Contra la Extinción, Somos Rebelión! COP25
December 14, 2019 by Extinction Rebellion
Raquel and Sergio stood with their hands glued to the inside of Zara’s display window kissing silently and smiling, with adrenaline, fear and love coursing between their lips. The cameras and curious eyes of hundreds of Christmas shoppers watched their intimacy from the other side of the glass, attracted by the rebels outside who were singing and shouting, with banners in their hands and rage in their hearts. From that perspective, the couple appeared to be holding a gesture of surrender. Hands up! Don’t move! It was a position of vulnerability that became clear when the Policía Nacional came to remove them.
No XR rebel had ever glued-on before in Spain and it was uncertain how the police would react. It was expected that they would place a barrier between the window and the public, but after sealing the store and assessing the situation, the officers yanked away the couple in full view of everyone outside, ripping their hands off the window like an unmerciful wax beautician before releasing them through a side door into the cold rain where a crowd of jubilant rebels were waiting with song and applause.
Extinction Rebellion is more than an activist group. It is a community. And, like any other, it is formed through the coming together of people with a common purpose and the transformation of place: the building of a site, the removal of traffic, the covering of blank walls with posters and the filling of silent halls with music and laughter and planning. Calle de Hortaleza, like Marble Arch and Trafalgar Square before it, has been repurposed, remodelled, recoloured and reimagined and that name will rest in the memories of everyone who has resided there for the rest of their lives. It is a community born from the fertile earth, flowering in the brief summer before releasing its seeds to far and foreign lands.
The night following the Zara action the main hall, named Amazonas, was cleared out and training for the next day began. Instructions shouted in Spanish and English – right foot forward, left foot back, hips turn, arms up – coordinated the rebels to dance synchronistically with the music of The Bee Gees. They were training for Discobedience, a flash-mob dance troupe that would return to Gran Vía two days later to block Madrid’s most commercial high street and dance in the Saturday afternoon sunshine to the tune of Staying Alive. There have been actions every day bar one since the COP25 began, with different targets and themes, from the celebratory Discobedience to the sombre Marcha de los Mares Muertos.

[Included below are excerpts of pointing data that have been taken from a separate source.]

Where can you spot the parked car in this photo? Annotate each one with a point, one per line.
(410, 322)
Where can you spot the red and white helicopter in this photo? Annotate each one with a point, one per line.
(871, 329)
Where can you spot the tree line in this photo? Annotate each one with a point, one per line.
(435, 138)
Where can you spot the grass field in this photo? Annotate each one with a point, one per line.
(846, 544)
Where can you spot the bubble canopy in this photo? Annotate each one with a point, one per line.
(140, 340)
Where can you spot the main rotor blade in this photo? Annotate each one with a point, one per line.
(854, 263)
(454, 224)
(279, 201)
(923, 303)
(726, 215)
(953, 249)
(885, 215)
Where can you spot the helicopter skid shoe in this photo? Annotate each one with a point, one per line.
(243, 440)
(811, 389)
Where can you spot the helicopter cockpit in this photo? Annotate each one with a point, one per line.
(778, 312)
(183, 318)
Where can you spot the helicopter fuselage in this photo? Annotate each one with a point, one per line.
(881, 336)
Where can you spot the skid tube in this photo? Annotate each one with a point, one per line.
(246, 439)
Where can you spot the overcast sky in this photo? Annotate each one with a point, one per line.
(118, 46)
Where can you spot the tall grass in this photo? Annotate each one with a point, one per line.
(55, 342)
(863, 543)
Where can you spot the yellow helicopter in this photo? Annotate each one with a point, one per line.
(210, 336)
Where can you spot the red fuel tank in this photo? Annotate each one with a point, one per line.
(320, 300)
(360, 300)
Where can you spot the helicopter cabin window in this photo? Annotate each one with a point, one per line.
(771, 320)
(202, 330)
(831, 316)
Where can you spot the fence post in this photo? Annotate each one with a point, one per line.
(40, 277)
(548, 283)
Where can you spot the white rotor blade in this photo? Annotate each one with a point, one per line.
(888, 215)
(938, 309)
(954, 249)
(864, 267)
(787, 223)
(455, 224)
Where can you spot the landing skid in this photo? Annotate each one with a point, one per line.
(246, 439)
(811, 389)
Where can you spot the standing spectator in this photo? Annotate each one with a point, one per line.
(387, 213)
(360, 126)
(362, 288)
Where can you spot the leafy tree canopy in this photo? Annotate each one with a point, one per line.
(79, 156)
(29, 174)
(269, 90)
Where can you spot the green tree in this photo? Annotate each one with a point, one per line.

The energy in the centre on Calle de Hortaleza is spontaneous and colourful, a marked difference from the cold formalities and the fake slogans inside the UN conference hall. The building itself resembles a colossal airport hanger and each country has its own pavilion where they attempt to project an image of desirable eco-friendliness to potential investors. Indonesia’s pavilion is draped in warm patterns and shafts of bamboo while huge photographs of deep-green rainforests and shadowy mountains of mist adorn the walls. Indonesia has one of the highest rates of deforestation of any country in the world. The UK, which gives out more than £10bn of fossil fuel subsidies a year, has the words Green Is Great plastered over 20-foot tall photographs of wind turbines.
The politicians who have flown in from some of the most polluting countries on earth pat each other on the back for simply arriving. They casually admit their wrongful inaction on tackling the climate and ecological emergency as if they have forgotten to do the dishes, while praising young people for reminding them of their duties. The same young people who are screaming with rage on the streets outside.

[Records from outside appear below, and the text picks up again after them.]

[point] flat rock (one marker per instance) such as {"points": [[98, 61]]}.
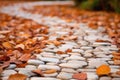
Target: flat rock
{"points": [[105, 78], [116, 79], [35, 62], [91, 76], [51, 75], [44, 67], [43, 78], [74, 57], [47, 59], [64, 75], [68, 70], [6, 73], [71, 65], [94, 63]]}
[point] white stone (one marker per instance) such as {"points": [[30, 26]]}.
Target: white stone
{"points": [[68, 70], [51, 75], [77, 50], [47, 59], [101, 44], [116, 79], [27, 72], [64, 75], [86, 70], [105, 78], [30, 67], [88, 55], [74, 57], [73, 64], [86, 48], [6, 73], [44, 67], [91, 76], [96, 62], [11, 66], [35, 62], [43, 78]]}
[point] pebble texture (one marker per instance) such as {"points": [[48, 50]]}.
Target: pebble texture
{"points": [[86, 55]]}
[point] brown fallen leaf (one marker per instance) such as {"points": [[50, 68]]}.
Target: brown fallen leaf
{"points": [[38, 71], [17, 76], [25, 57], [103, 70], [60, 52], [7, 45], [118, 72], [1, 70], [50, 71], [4, 58], [80, 76], [68, 50], [56, 43], [117, 62]]}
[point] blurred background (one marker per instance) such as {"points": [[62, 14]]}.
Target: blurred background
{"points": [[97, 5]]}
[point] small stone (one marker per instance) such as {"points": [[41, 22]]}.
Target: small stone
{"points": [[105, 78], [64, 75], [86, 48], [50, 71], [32, 67], [51, 63], [35, 62], [22, 46], [77, 50], [92, 76], [80, 76], [70, 65], [43, 78], [74, 57], [6, 73], [46, 59], [115, 75], [88, 55], [86, 70], [96, 62], [5, 78], [101, 44], [68, 70], [51, 75], [116, 79], [44, 67], [27, 72], [11, 66]]}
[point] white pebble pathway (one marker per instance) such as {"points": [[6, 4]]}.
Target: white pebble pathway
{"points": [[86, 54]]}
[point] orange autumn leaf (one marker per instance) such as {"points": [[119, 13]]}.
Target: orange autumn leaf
{"points": [[56, 43], [25, 57], [103, 70], [17, 76], [1, 70], [60, 52], [38, 71], [50, 71], [7, 45]]}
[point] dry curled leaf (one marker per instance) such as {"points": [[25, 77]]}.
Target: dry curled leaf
{"points": [[25, 57], [56, 43], [50, 71], [80, 76], [17, 76], [7, 45], [60, 52], [103, 70], [38, 71], [1, 70]]}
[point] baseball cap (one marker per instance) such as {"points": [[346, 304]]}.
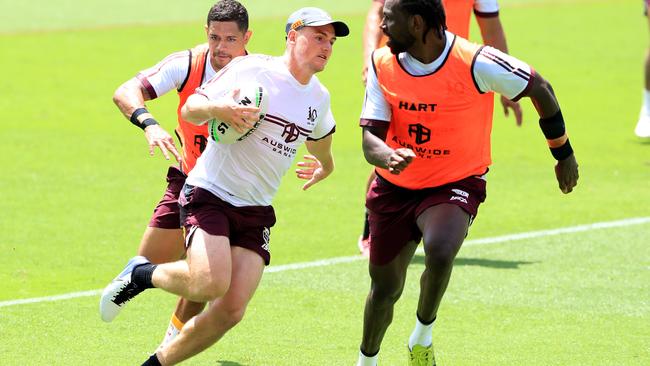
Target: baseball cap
{"points": [[314, 17]]}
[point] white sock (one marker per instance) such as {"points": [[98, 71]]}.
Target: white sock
{"points": [[421, 334], [367, 361], [645, 108], [175, 326]]}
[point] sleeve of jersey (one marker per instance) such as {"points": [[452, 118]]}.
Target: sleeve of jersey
{"points": [[168, 74], [376, 110], [221, 83], [486, 8], [496, 71], [325, 127]]}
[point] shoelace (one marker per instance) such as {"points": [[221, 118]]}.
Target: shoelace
{"points": [[127, 292], [422, 357]]}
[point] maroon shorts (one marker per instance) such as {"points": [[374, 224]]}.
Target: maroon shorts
{"points": [[393, 211], [166, 215], [247, 227]]}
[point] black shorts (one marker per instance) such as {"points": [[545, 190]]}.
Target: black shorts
{"points": [[393, 211], [166, 215], [247, 227]]}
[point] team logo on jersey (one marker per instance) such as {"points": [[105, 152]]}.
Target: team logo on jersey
{"points": [[312, 114], [200, 141], [417, 107], [422, 134], [290, 132], [266, 235]]}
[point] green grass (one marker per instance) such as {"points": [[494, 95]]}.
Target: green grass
{"points": [[78, 187]]}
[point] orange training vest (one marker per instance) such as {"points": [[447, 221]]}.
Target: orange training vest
{"points": [[193, 138], [441, 116]]}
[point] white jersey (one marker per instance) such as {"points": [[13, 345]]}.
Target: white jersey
{"points": [[493, 70], [171, 73], [248, 172]]}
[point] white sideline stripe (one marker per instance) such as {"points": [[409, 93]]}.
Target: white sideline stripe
{"points": [[332, 261]]}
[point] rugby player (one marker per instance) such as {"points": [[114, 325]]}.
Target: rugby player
{"points": [[226, 200], [430, 144]]}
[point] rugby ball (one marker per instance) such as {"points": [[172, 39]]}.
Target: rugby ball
{"points": [[249, 95]]}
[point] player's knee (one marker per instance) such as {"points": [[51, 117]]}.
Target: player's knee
{"points": [[441, 256], [233, 315], [385, 294], [209, 290]]}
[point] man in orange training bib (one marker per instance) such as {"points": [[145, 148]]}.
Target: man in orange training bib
{"points": [[227, 35], [458, 14], [427, 119]]}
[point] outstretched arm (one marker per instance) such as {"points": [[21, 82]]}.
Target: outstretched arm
{"points": [[319, 165], [552, 124], [129, 99], [493, 35], [198, 109]]}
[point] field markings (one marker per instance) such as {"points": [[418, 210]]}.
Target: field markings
{"points": [[338, 260]]}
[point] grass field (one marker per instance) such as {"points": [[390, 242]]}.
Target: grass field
{"points": [[78, 188]]}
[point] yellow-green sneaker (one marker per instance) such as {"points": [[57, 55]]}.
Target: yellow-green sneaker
{"points": [[421, 356]]}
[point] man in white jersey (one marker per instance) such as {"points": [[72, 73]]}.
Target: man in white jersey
{"points": [[226, 201], [426, 119], [227, 35]]}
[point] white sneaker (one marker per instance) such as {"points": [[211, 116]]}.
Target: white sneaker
{"points": [[120, 291], [643, 126], [172, 332]]}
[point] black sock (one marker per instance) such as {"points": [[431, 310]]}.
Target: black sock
{"points": [[367, 355], [366, 227], [423, 322], [141, 275], [152, 361]]}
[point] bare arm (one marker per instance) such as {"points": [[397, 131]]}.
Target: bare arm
{"points": [[371, 34], [319, 165], [381, 155], [543, 98], [493, 35], [131, 96]]}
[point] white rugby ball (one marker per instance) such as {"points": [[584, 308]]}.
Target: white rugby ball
{"points": [[249, 95]]}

Possessors of power as energy are as reluctant to change as the politically powerful. Spain’s largest corporate polluter of greenhouse gases, responsible for over 9% of the country’s emissions, is a diamond sponsor of the conference and on the opening day it bought wraparound adverts on all of the major Spanish newspapers, commending its leadership on clean energy solutions. The company was duly targeted by Extinction Rebellion for its brazen attempts at greenwashing.
The actions in Madrid have been the first time that XR groups from across Europe have worked together in such a way. The movement is becoming truly international. Rebels are sharing skills, experiences and contacts that they will take back with them and use like fertiliser to keep the living organism that is Extinction Rebellion growing, breathing, reproducing, moving with its own cycle of seasons.
Only by shedding our hubris and facing our vulnerability can we overcome the greatest challenge our civilisation has ever faced. It takes courage to admit our weaknesses. The same courage that Raquel and Sergio mustered when they glued their open palms to Zara’s window and waited for armed police to remove them.
Contra la extinción, somos rebelión, chant the Spanish rebels. Against extinction. We are rebellion.